Virtual PAWs
Using virtualisation to create isolated admin environments — Hyper-V, client VMs, and host-based isolation approaches.
Overview
A virtual PAW uses a virtual machine running on a managed host device to create an isolated admin environment. The host OS is used for general computing, while the VM is dedicated to privileged administration — or vice versa.
This approach provides a middle ground between physical PAWs and cloud-hosted options.
Architecture options
Admin VM on user host
The admin runs a hardened VM on their standard work device. The VM is used exclusively for privileged tasks.
- Lower cost than a dedicated device
- Isolation depends on hypervisor security
- Risk: host compromise can affect the VM
User VM on admin host
The physical device is the PAW (hardened host), and a VM is used for general-purpose computing.
- Better security posture — the admin environment is the trusted base
- More complex to set up
- Better isolation model: untrusted activity runs inside the VM, not on the host
Dedicated hypervisor host
A purpose-built device running a bare-metal hypervisor with separate VMs for admin and user workloads.

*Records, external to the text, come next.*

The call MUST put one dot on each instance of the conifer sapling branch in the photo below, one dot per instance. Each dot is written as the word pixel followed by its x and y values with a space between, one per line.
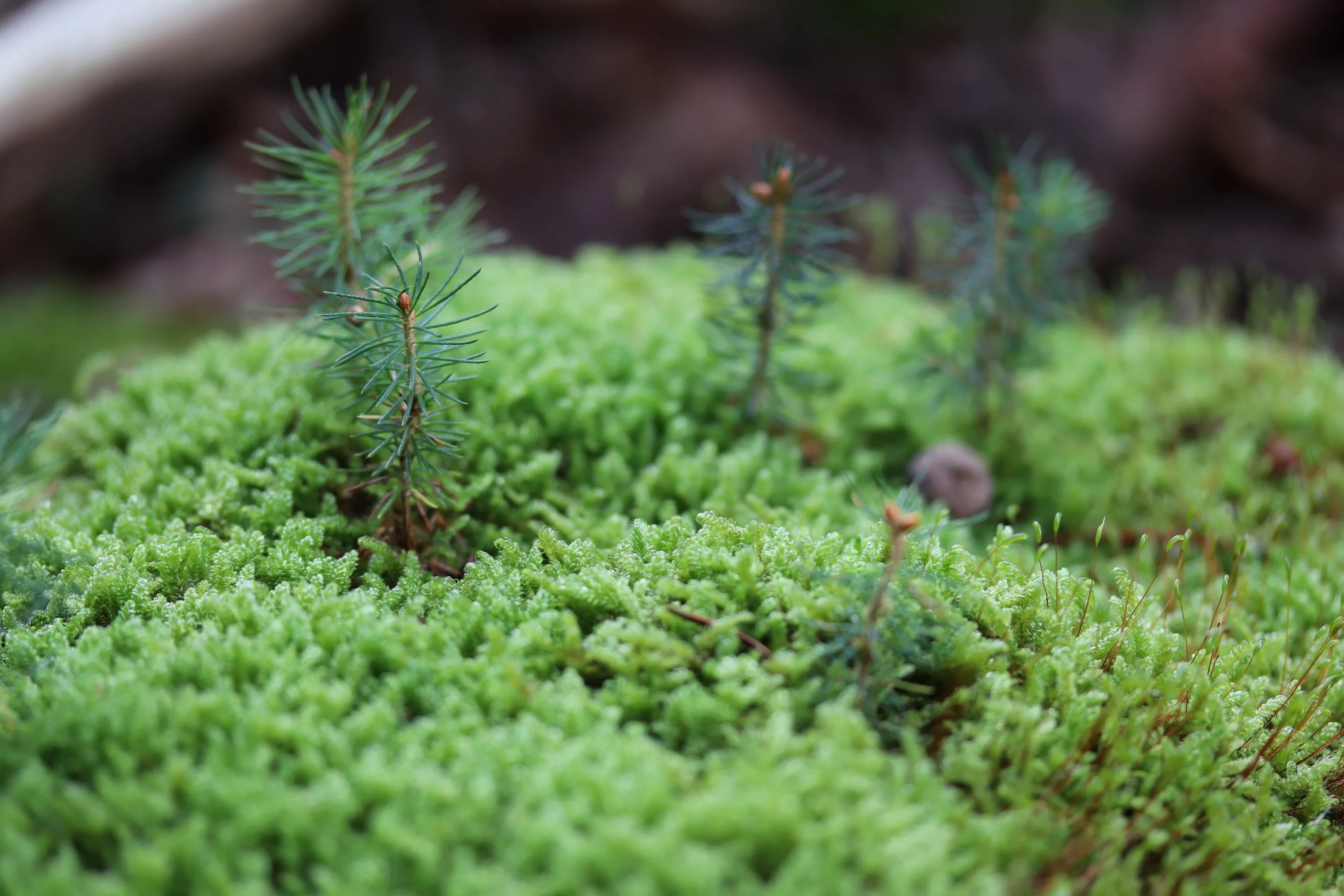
pixel 347 186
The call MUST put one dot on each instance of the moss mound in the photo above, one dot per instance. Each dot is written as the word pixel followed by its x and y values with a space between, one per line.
pixel 225 685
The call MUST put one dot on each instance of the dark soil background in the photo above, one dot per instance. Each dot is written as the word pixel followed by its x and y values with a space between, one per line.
pixel 1217 127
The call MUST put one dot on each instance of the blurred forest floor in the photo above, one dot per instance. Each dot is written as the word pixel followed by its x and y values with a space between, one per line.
pixel 1217 127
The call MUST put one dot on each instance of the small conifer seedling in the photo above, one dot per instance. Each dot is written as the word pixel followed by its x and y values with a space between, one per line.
pixel 402 358
pixel 785 238
pixel 1011 261
pixel 346 194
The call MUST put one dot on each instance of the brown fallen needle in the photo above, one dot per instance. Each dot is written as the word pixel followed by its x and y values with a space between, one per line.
pixel 706 621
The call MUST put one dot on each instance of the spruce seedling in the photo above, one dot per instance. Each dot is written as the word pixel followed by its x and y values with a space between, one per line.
pixel 1011 261
pixel 784 237
pixel 346 193
pixel 402 358
pixel 21 432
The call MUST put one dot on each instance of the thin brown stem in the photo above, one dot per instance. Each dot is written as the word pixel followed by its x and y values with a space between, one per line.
pixel 767 318
pixel 690 616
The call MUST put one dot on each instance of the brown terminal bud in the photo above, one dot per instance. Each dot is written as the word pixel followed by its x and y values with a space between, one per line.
pixel 1008 193
pixel 900 520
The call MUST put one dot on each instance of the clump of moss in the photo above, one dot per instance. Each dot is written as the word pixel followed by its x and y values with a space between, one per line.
pixel 647 677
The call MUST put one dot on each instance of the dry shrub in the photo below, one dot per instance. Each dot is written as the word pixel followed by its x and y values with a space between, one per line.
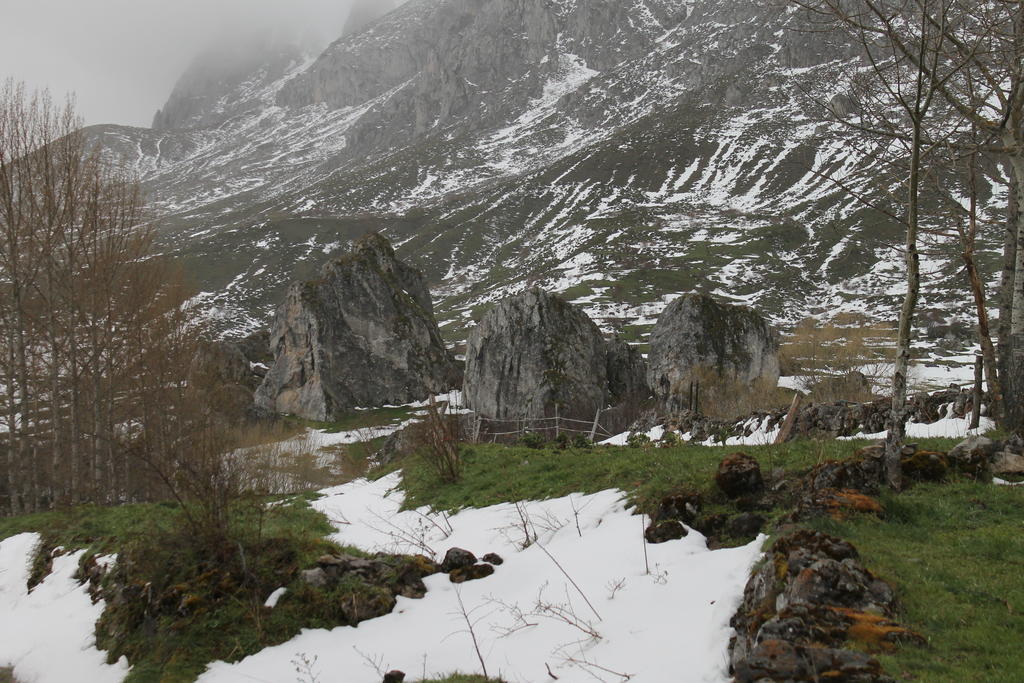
pixel 436 439
pixel 727 397
pixel 824 356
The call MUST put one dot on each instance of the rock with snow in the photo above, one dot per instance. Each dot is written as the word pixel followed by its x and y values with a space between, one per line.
pixel 361 334
pixel 804 606
pixel 670 529
pixel 458 558
pixel 696 333
pixel 1008 463
pixel 535 354
pixel 627 373
pixel 739 474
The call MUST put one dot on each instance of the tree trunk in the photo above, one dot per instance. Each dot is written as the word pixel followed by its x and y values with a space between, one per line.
pixel 896 427
pixel 1013 390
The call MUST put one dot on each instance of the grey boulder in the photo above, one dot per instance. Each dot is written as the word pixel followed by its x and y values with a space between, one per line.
pixel 361 334
pixel 535 354
pixel 697 333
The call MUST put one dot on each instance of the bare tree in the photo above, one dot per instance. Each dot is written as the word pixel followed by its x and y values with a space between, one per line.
pixel 99 401
pixel 902 44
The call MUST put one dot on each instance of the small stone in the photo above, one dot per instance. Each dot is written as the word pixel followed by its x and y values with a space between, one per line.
pixel 973 443
pixel 1008 463
pixel 683 507
pixel 670 529
pixel 473 572
pixel 744 525
pixel 315 577
pixel 457 558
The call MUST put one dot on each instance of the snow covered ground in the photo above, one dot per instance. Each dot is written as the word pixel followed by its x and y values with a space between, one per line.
pixel 762 434
pixel 47 635
pixel 585 597
pixel 604 613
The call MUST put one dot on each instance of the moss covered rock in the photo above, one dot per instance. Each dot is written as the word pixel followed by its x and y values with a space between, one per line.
pixel 363 334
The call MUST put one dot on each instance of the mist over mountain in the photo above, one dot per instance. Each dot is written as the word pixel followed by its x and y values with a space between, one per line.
pixel 622 153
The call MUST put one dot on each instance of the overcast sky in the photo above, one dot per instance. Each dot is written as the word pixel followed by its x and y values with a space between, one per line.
pixel 122 57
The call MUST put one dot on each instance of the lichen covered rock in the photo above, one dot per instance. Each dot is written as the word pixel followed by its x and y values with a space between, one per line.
pixel 535 354
pixel 361 334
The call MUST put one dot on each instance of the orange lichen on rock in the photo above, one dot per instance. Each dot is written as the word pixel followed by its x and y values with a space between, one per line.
pixel 844 501
pixel 875 632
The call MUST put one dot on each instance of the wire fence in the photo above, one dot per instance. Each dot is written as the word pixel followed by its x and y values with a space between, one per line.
pixel 493 429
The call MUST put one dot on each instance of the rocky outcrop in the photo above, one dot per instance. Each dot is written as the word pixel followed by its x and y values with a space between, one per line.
pixel 806 603
pixel 535 354
pixel 738 474
pixel 696 333
pixel 627 373
pixel 813 420
pixel 361 334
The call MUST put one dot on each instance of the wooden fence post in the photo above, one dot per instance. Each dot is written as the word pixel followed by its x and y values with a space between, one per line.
pixel 976 409
pixel 791 419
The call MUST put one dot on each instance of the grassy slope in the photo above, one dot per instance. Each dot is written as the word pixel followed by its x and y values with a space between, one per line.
pixel 222 623
pixel 955 554
pixel 954 551
pixel 495 473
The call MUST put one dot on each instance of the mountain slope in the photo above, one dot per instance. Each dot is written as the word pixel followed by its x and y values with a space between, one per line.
pixel 621 152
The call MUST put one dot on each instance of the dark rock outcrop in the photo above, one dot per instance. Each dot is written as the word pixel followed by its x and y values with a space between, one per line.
pixel 457 558
pixel 361 334
pixel 627 373
pixel 472 572
pixel 670 529
pixel 696 333
pixel 224 369
pixel 806 602
pixel 815 420
pixel 535 353
pixel 739 474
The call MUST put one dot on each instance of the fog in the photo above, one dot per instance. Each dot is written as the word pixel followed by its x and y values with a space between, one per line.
pixel 122 57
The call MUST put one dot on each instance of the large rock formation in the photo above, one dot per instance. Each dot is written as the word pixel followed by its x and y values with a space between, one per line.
pixel 697 334
pixel 363 334
pixel 535 353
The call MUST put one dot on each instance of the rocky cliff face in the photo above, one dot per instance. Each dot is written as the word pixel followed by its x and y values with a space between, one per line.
pixel 469 60
pixel 695 333
pixel 535 354
pixel 624 152
pixel 361 334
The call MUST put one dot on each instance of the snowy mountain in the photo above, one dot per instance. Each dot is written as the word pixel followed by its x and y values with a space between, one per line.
pixel 620 152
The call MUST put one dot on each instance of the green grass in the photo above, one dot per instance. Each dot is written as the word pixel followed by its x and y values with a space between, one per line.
pixel 495 474
pixel 224 617
pixel 954 552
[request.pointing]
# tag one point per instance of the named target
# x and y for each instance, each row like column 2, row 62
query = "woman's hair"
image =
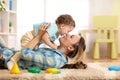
column 79, row 50
column 65, row 19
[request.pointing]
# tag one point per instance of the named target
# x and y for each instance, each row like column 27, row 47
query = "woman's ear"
column 70, row 48
column 62, row 26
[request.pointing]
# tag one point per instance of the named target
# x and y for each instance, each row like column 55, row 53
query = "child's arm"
column 36, row 39
column 46, row 39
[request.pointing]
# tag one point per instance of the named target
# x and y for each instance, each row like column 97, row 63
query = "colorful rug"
column 95, row 71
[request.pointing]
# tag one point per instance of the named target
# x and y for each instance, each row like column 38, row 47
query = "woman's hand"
column 43, row 28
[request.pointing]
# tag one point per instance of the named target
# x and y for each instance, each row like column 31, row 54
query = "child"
column 72, row 46
column 63, row 25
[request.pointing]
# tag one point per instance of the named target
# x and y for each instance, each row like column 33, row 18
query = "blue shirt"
column 43, row 58
column 52, row 31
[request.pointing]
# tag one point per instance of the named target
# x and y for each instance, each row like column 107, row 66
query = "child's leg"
column 2, row 42
column 13, row 59
column 26, row 38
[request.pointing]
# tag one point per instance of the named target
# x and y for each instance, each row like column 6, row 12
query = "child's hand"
column 43, row 28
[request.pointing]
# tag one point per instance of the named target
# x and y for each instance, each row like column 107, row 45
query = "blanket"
column 94, row 71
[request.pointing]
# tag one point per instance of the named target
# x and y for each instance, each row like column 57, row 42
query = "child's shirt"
column 52, row 31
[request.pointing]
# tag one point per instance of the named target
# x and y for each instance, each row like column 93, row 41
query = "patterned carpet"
column 95, row 71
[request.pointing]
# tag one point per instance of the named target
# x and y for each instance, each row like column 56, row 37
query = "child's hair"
column 65, row 19
column 80, row 47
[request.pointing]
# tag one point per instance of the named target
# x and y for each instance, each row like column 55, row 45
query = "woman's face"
column 69, row 40
column 65, row 29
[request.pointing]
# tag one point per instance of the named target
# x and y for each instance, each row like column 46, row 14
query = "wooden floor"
column 103, row 60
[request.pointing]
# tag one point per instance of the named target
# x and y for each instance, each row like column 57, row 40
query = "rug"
column 94, row 71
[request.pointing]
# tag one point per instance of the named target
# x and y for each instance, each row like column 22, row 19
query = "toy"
column 114, row 68
column 15, row 69
column 52, row 70
column 34, row 70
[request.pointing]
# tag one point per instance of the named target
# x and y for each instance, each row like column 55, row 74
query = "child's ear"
column 70, row 48
column 62, row 26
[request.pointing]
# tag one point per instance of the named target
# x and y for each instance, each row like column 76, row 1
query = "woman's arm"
column 46, row 39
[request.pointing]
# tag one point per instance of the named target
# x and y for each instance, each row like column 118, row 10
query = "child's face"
column 65, row 29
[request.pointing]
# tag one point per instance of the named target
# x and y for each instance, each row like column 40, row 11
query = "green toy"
column 34, row 70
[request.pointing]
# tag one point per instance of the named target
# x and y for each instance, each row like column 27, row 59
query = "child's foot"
column 2, row 62
column 2, row 43
column 10, row 65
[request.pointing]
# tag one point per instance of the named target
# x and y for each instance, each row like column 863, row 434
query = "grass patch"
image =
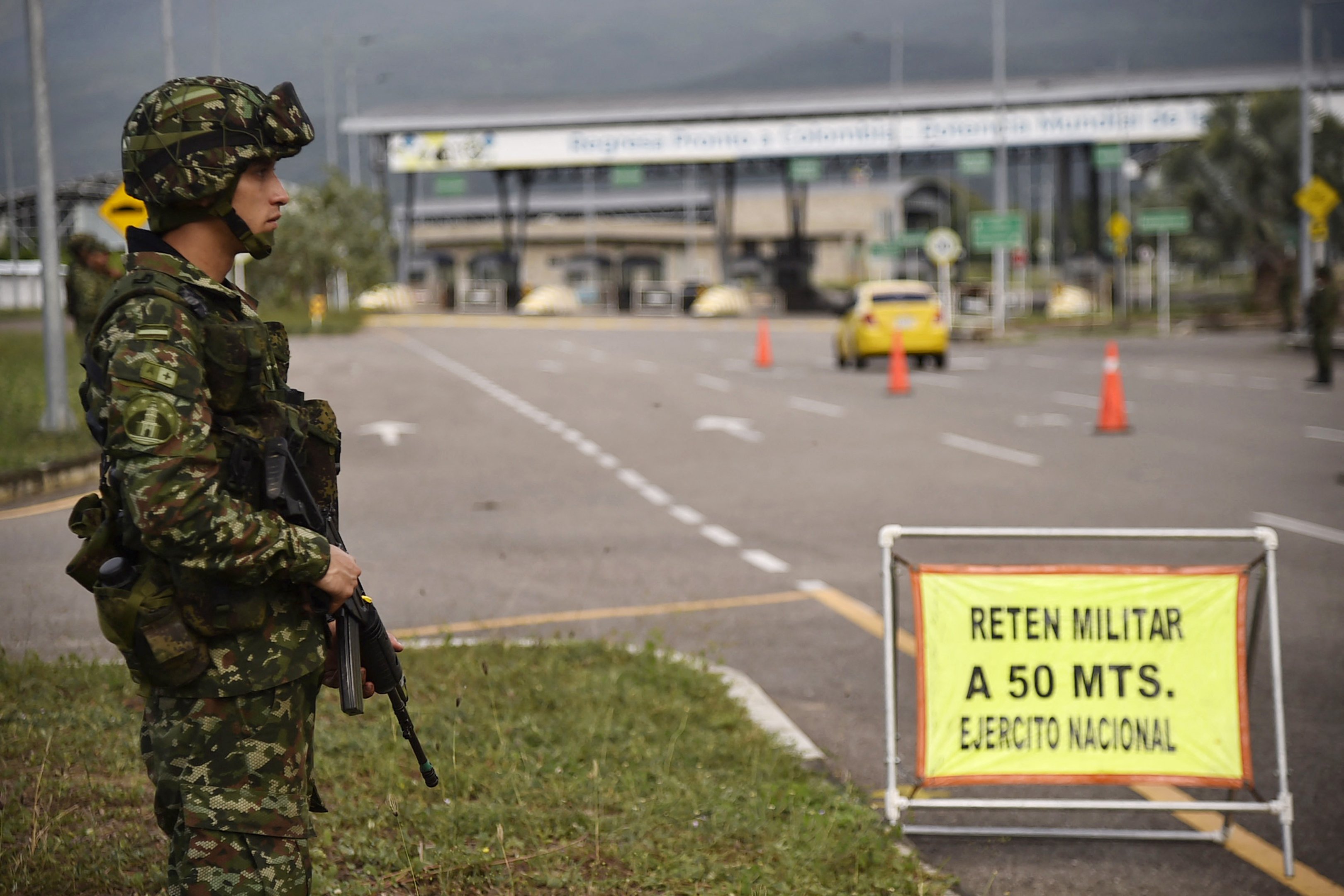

- Highest isolation within a virtualisation approach
- Significant complexity
- Rarely practical outside large enterprises or high-security environments
Design considerations
- Use Hyper-V with Credential Guard and Device Guard on the host
- Apply application control policies to the admin VM
- Restrict clipboard, drive sharing, and USB passthrough between host and VM
- Manage the admin VM through a separate Intune or SCCM pipeline
- Apply Conditional Access device compliance to the VM identity
Trade-offs
Strengths:
- Single device for both admin and user work
- Lower hardware cost than physical PAWs
- Good isolation when properly configured
Challenges:
- Hypervisor escape is a theoretical risk
- Complex configuration and management
- User experience can suffer with VM-based workflows
- Requires endpoint hardware capable of running VMs efficiently
When virtual PAWs make sense
Virtual PAWs work well when:
- Physical PAWs are not feasible due to cost or logistics
- Cloud-hosted options are not viable
- The admin team is small and manageable
- The hypervisor platform is well-managed and patched
For most organisations today, cloud-hosted options (Windows 365, AVD) offer a better balance of isolation and usability. Virtual PAWs remain a valid option where cloud dependency is not acceptable.